- Interactive map of Pithari Taverna

Restaurant information
- Established: September 2006
- Owners: Tassos and Chrisanthe Stefanopoulos
- Food type: Greek
- Location: 28 Woodbridge Avenue, Highland Park, New Jersey, Middlesex County, New Jersey, New Jersey, 08904, United States
- Website: http://www.thepithari.com/

= Pithari Taverna =

Pithari Taverna is a Greek restaurant located in Highland Park, New Jersey. The restaurant was founded by Tassos and Chrisanthe Stefanopoulo in 2006; the two had gained experience after operating a Greek foods store next door, New Athens Corner.

Reception of the restaurant included multiple favorable reviews in The Star-Ledger, the New Jersey section of The New York Times, and New Jersey Monthly.

==History==
The restaurant was founded by Tassos and Chrisanthe Stefanopoulos. They gained experience in the food industry by operating a Greek foods shop, called New Athens Corner, and opened the establishment next door in September 2006. The indoor dining room of the facility sat 60 people in 2007. Tassos Stefanopoulos commented to The Star-Ledger on the opening of the restaurant in 2006 that he wished to share the tradition of Greek cuisine with others.

==Cuisine==
The establishment is a neighborhood restaurant; Greek food is prepared in the form of an open kitchen.

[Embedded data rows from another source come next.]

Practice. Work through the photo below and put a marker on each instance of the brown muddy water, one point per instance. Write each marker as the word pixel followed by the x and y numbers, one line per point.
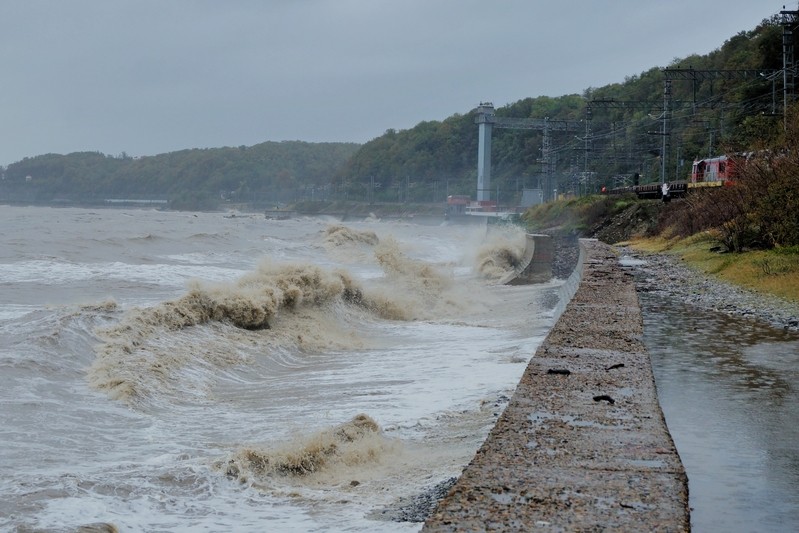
pixel 729 389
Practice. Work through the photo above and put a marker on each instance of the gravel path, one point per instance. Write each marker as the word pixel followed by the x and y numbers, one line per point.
pixel 666 275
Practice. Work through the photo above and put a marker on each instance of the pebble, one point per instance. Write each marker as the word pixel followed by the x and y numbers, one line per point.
pixel 696 288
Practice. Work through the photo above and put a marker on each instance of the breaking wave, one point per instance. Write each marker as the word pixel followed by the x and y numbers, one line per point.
pixel 177 345
pixel 503 254
pixel 356 442
pixel 337 235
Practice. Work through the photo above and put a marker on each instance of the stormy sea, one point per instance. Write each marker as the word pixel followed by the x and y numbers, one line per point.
pixel 175 371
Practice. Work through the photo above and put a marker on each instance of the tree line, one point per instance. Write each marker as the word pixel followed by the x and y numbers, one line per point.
pixel 623 137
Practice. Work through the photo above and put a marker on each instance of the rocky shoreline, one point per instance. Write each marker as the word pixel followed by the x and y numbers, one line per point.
pixel 654 273
pixel 665 275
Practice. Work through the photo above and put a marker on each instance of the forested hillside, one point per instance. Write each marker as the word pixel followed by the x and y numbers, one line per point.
pixel 616 131
pixel 264 174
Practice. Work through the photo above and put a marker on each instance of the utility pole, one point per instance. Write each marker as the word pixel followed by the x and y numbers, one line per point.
pixel 664 133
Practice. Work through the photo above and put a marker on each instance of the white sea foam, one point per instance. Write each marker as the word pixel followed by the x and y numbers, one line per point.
pixel 399 330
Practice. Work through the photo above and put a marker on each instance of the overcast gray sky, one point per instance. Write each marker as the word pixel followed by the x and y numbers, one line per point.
pixel 153 76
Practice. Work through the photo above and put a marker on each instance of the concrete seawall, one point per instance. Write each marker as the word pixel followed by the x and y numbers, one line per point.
pixel 582 445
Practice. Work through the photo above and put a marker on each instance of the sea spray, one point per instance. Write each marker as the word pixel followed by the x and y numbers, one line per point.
pixel 337 235
pixel 500 254
pixel 352 443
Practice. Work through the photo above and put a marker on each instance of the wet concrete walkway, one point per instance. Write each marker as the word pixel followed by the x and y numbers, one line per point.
pixel 582 445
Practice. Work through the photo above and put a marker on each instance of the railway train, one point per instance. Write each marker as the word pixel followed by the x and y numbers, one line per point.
pixel 709 172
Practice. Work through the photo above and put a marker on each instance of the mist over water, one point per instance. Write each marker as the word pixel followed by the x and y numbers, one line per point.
pixel 180 371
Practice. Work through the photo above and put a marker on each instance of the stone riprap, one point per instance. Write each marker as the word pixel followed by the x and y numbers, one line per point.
pixel 582 445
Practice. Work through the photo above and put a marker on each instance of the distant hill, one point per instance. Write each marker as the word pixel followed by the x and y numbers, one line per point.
pixel 622 136
pixel 267 173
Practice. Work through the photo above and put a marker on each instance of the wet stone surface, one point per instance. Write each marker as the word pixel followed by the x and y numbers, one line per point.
pixel 582 444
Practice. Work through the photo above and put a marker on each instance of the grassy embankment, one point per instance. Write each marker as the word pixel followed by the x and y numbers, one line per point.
pixel 636 223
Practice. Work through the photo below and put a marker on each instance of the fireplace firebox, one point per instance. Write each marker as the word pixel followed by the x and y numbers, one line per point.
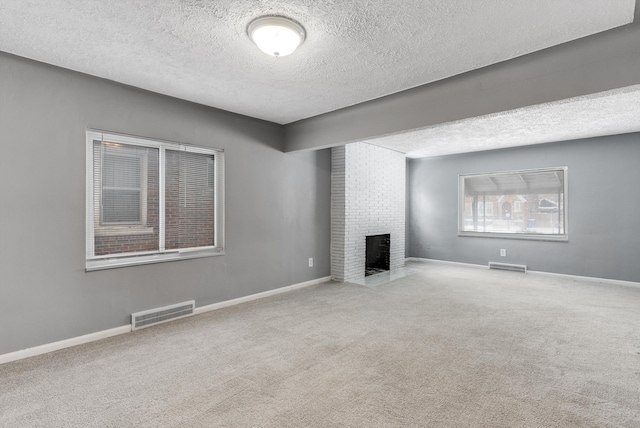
pixel 378 254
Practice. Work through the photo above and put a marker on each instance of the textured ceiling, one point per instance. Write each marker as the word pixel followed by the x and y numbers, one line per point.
pixel 355 51
pixel 605 113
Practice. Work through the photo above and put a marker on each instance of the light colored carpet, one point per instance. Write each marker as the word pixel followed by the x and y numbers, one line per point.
pixel 449 346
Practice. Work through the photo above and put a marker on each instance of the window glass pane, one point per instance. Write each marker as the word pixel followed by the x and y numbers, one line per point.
pixel 189 200
pixel 520 202
pixel 126 202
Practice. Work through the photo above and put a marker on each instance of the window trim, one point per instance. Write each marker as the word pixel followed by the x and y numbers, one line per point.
pixel 93 262
pixel 522 236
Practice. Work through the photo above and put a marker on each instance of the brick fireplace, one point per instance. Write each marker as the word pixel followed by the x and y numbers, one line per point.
pixel 367 199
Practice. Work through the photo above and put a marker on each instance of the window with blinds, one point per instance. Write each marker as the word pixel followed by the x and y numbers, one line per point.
pixel 151 201
pixel 526 204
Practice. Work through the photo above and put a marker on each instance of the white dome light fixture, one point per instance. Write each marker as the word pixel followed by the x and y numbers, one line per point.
pixel 276 35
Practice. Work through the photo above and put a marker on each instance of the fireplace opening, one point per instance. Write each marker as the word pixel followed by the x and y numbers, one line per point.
pixel 378 254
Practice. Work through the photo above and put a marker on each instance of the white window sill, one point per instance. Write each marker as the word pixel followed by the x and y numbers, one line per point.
pixel 118 262
pixel 524 236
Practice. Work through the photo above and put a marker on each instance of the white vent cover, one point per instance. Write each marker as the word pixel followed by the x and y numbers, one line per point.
pixel 507 266
pixel 159 315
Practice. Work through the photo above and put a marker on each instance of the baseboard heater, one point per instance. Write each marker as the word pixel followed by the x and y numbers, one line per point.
pixel 508 266
pixel 159 315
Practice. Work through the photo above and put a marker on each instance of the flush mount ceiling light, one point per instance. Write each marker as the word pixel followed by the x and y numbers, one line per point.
pixel 276 35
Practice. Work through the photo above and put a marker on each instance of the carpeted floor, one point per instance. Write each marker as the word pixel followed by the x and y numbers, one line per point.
pixel 449 346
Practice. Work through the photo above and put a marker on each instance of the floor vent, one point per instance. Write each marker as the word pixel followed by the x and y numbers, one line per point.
pixel 159 315
pixel 507 266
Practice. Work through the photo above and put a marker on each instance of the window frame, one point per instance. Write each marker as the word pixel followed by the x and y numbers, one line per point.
pixel 93 217
pixel 564 237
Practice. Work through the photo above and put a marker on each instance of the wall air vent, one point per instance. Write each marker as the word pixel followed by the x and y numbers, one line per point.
pixel 507 266
pixel 159 315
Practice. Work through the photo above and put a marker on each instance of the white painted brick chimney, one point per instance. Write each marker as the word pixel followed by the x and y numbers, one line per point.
pixel 367 198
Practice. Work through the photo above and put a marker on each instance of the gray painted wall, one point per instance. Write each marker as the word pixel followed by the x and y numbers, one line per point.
pixel 277 206
pixel 603 197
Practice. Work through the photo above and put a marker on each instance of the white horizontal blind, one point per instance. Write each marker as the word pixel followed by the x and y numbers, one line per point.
pixel 189 200
pixel 125 198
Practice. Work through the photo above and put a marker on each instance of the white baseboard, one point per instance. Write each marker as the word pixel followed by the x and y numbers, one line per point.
pixel 67 343
pixel 446 262
pixel 537 272
pixel 587 278
pixel 244 299
pixel 92 337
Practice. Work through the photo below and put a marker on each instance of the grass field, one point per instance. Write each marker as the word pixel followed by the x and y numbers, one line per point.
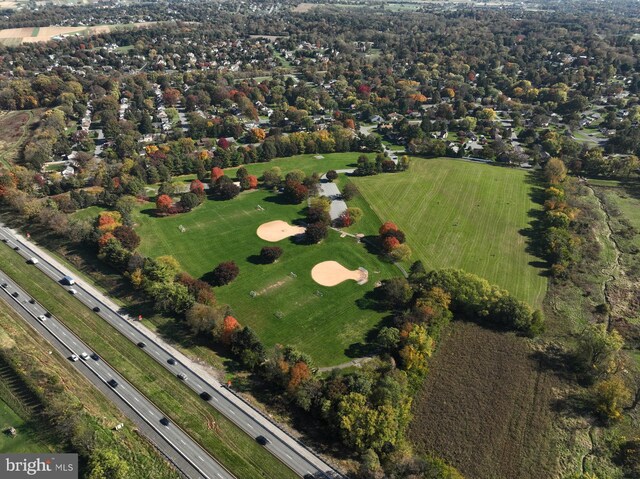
pixel 232 447
pixel 27 438
pixel 307 163
pixel 325 325
pixel 458 214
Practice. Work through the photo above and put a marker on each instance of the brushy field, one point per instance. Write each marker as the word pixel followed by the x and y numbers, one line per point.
pixel 486 407
pixel 14 129
pixel 458 214
pixel 325 322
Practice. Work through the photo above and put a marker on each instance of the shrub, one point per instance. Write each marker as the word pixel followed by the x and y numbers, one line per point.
pixel 224 273
pixel 270 254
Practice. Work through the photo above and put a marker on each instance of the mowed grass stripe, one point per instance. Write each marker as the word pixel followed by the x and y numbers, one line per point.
pixel 463 215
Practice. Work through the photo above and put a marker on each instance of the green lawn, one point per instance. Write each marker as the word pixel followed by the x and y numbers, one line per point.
pixel 458 214
pixel 306 163
pixel 27 438
pixel 323 325
pixel 227 443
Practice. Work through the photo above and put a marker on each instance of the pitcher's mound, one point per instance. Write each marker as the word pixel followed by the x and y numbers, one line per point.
pixel 331 273
pixel 278 230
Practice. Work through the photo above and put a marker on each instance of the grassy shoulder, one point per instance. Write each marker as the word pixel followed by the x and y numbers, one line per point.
pixel 25 347
pixel 228 444
pixel 458 214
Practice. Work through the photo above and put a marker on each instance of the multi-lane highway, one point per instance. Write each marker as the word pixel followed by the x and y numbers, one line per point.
pixel 282 445
pixel 174 443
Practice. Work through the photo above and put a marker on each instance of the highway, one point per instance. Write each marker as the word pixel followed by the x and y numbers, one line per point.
pixel 286 448
pixel 173 442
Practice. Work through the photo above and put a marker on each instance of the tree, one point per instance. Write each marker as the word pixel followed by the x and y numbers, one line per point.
pixel 229 326
pixel 394 292
pixel 128 238
pixel 555 171
pixel 216 173
pixel 163 204
pixel 349 191
pixel 597 350
pixel 609 397
pixel 270 254
pixel 107 464
pixel 386 227
pixel 316 232
pixel 224 273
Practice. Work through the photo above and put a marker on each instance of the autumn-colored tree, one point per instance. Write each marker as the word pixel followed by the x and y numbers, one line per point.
pixel 390 243
pixel 216 173
pixel 229 325
pixel 223 143
pixel 386 227
pixel 298 374
pixel 163 203
pixel 104 239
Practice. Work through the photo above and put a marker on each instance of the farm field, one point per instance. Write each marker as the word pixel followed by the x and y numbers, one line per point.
pixel 16 36
pixel 458 214
pixel 287 309
pixel 486 407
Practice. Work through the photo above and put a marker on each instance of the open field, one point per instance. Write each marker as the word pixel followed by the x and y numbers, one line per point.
pixel 12 36
pixel 232 447
pixel 286 309
pixel 14 129
pixel 27 438
pixel 307 163
pixel 458 214
pixel 486 407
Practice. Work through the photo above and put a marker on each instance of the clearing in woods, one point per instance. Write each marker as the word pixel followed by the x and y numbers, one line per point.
pixel 458 214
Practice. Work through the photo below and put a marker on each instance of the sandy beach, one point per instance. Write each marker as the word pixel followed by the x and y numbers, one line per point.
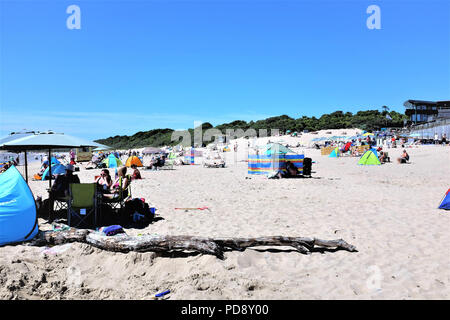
pixel 388 212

Dishes include "grilled octopus in oil, vinegar and oregano ... lamb-and-orzo casserole sealed with Greek cheese and baked" and "yogurt with nuts and honey". Eggplant is a frequent ingredient on the menu at the restaurant. "Ultimate Greek Spread" dishes include "dolmades (grape leaves), tzatziki (yogurt-based sauce), taramosalata (caviar dip), and melitzanosalata (eggplant)". For the recommended seafood option, the restaurant displays the "catch of the day", on ice in the dining room.

==Reception==
In November 2006, The Star-Ledger highlighted Pithari Taverna as a local Greek restaurant and among "favorite places to eat" in Highland Park, New Jersey. In a December 2006 review of the restaurant for The Star-Ledger, Peter Genovese commented, "The appearance of a Greek restaurant is welcome news enough; the fact that Pithari Taverna serves up top-notch food in a colorful, casual setting is cause for celebration, with or without a bouzouki." A 2007 review in The New York Times included the restaurant in a piece, "Standouts Among the Year's Best", giving the restaurant a rating of "very good". Zagat Survey listed Pithari Taverna as "top listed" in "Greek Tops".